# Interesting/Macabre website - thechirurgeonsapprentice



## randomr8 (Oct 24, 2009)

http://thechirurgeonsapprentice.com/the-chirurgeons-casebooks-1-2/


----------



## RoxyBlue (Oct 6, 2008)

Definitely an intriguing (and macabre) series of articles there. I found this comment in the discussion of body snatchers interesting:

"The clothes and burial shroud were sometimes removed, for stealing a body on its own was not considered theft since it had no value as property."
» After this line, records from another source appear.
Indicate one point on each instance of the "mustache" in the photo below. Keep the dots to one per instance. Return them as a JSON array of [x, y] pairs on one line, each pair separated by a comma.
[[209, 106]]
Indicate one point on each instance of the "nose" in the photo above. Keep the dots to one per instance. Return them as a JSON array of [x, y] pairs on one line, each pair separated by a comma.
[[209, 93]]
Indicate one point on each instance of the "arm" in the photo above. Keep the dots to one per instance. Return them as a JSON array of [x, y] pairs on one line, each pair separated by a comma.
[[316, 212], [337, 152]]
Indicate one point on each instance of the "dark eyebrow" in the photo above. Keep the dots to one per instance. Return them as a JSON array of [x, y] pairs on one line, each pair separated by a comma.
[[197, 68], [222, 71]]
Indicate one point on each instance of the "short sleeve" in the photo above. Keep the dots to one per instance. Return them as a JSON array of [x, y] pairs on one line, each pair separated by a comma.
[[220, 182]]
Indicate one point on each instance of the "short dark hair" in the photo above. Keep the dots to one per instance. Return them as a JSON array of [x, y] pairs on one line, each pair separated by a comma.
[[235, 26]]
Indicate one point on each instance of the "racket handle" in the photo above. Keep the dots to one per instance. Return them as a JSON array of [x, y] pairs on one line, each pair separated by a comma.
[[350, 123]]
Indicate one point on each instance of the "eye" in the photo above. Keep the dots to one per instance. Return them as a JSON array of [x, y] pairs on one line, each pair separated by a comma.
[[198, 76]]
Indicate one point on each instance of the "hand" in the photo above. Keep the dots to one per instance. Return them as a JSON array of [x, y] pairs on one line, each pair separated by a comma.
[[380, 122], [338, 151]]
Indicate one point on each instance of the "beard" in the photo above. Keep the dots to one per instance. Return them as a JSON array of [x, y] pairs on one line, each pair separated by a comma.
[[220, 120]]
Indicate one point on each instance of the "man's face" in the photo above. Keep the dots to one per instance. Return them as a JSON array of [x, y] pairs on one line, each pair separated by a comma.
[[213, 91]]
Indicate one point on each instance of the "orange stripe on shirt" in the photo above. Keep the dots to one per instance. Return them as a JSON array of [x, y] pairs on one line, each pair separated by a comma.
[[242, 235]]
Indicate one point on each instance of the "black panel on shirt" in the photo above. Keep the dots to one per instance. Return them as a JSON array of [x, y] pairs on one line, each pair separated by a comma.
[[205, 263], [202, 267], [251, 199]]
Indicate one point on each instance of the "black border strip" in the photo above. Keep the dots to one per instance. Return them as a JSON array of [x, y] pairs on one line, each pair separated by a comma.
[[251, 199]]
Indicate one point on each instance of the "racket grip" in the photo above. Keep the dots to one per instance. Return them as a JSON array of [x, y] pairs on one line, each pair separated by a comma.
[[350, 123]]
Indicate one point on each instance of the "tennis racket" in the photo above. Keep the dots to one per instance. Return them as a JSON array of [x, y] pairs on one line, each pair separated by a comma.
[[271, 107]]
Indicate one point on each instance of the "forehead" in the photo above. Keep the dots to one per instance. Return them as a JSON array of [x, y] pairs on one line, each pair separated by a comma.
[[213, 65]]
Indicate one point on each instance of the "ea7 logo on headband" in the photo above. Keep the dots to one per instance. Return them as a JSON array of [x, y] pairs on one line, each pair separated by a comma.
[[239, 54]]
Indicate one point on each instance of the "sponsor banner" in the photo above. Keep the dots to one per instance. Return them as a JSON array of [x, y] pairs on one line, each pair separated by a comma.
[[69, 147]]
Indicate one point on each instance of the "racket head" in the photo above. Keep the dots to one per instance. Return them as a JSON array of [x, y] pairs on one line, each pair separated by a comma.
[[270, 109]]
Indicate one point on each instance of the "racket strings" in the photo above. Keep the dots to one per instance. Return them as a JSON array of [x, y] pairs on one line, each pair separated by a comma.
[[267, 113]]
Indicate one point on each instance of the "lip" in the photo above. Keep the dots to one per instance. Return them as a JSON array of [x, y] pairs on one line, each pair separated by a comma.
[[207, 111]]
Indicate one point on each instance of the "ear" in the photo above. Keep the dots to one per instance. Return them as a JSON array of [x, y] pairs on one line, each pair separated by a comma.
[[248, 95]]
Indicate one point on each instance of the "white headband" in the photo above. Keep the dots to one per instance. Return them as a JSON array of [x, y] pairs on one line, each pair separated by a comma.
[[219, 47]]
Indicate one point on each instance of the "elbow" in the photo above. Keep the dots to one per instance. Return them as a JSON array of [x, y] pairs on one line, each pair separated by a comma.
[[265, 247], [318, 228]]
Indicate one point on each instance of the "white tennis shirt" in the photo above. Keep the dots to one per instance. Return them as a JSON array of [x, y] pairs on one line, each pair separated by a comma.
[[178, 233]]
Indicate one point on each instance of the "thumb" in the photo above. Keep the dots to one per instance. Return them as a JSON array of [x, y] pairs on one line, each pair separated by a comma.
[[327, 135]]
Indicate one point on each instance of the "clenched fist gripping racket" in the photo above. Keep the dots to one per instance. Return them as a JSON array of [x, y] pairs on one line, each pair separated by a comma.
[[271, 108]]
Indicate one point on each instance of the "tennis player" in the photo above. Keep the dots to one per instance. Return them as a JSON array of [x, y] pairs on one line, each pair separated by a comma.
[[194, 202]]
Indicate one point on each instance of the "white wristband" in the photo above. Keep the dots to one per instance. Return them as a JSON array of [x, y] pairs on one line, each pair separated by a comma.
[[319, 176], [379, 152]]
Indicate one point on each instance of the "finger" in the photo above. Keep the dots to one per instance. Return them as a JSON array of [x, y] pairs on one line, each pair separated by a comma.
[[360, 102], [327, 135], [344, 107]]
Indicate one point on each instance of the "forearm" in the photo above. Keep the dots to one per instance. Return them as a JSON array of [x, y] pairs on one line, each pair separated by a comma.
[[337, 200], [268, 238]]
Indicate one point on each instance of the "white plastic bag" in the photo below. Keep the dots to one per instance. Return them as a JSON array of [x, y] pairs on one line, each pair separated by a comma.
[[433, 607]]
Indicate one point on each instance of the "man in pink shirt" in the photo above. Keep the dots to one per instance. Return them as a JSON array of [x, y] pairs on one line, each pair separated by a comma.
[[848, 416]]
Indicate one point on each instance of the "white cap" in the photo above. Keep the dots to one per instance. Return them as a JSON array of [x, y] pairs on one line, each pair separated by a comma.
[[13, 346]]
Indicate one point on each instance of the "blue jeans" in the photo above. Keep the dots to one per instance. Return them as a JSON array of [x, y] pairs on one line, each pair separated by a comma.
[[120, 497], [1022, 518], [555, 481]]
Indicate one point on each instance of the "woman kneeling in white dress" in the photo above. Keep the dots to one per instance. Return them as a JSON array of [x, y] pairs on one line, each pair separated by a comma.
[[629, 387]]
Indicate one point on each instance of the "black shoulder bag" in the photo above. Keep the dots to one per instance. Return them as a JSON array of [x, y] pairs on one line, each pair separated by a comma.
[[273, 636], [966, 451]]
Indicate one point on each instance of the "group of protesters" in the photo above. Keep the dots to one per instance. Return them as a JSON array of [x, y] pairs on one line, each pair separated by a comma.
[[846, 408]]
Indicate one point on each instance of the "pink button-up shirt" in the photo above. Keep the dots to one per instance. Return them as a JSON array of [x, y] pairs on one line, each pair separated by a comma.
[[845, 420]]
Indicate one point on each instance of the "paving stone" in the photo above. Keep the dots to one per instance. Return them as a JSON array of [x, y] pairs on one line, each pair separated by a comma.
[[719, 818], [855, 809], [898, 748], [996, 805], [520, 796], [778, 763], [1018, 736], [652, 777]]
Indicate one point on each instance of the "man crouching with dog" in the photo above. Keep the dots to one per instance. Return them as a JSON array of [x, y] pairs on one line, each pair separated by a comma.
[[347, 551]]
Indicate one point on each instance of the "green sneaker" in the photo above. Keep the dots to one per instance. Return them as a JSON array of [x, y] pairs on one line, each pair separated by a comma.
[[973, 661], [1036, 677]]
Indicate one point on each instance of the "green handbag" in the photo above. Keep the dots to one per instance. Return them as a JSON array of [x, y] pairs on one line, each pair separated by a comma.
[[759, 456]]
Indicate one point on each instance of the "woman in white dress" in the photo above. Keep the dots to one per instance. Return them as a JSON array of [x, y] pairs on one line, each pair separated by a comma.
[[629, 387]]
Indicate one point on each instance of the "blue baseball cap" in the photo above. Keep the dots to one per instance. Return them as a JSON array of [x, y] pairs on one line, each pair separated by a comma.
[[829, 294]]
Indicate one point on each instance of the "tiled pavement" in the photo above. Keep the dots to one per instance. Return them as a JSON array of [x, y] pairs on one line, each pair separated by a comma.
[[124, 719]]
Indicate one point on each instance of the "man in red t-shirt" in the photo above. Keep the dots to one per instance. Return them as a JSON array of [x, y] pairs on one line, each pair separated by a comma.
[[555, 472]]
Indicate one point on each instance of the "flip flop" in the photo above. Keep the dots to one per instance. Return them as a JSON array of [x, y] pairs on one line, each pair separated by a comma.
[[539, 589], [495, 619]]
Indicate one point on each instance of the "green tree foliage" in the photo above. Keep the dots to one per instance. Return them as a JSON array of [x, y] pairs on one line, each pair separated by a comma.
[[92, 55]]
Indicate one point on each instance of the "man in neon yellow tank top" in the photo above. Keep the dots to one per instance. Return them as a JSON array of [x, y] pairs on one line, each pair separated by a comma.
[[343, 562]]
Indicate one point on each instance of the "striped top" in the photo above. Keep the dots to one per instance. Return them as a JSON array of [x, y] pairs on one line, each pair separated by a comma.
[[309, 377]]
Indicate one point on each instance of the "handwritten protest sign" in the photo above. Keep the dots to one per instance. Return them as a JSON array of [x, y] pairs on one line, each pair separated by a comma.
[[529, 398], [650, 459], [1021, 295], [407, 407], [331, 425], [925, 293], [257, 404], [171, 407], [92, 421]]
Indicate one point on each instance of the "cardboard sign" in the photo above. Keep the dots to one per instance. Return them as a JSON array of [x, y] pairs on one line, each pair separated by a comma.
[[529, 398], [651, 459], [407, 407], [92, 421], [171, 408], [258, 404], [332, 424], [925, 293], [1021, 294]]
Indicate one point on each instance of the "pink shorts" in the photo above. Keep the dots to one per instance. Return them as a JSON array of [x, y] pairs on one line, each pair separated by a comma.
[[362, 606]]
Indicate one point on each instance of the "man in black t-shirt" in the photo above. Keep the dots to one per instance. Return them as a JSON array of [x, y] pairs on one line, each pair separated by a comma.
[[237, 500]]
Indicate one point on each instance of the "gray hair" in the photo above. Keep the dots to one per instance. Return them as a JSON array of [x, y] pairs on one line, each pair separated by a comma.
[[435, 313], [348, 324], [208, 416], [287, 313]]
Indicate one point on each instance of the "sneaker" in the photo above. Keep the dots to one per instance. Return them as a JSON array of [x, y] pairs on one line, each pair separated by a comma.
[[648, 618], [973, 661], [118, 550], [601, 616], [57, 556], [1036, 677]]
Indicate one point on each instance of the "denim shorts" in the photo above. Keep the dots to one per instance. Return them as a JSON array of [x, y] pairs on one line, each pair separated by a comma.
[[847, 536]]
So pretty much only your clothing has any value after you're buried


----------



## scareme (Aug 29, 2006)

Fascinating! In the "You learn something new everyday" department, I never knew they once used human skin to cover books. Thanks for sharing the site.


----------



## JustJimAZ (Aug 19, 2010)

There go a few more hours....


----------



## Hairazor (Mar 13, 2012)

I think I uploaded this right. Never used photobucket before.
Anyway, my Grandpa was a DR. and went to DR. school around 1900. I found this picture in my Mom's things. It is dated on the back with 1900. It shows him with other students sitting around a cadaver. Notice they are dressed in suits, ties and some hats. See the saw proped next to a leg! And people wonder why I am so ghoul oriented! Hahahaaaa!!


----------



## scareme (Aug 29, 2006)

So cool Hairazor! Which one is your Grandpa? I'm guessing the one with the X on his hat. I bet it smelled pretty bad in that room.


----------



## Hairazor (Mar 13, 2012)

X marks the Granpa is correct. In the big 8 x10 I have, the room looks to be meat lockerish in nature.
I can never get over the saw by the leg, saws have come a long long way in 100 years.


----------



## randomr8 (Oct 24, 2009)

That saw looks like a normal (modern) cross cut wood saw. Wonder if that's what they used before all the tool refining.


----------



## Terrormaster (Sep 27, 2007)

Ok added him to Google Reader. Definitely an "interesting" find.


----------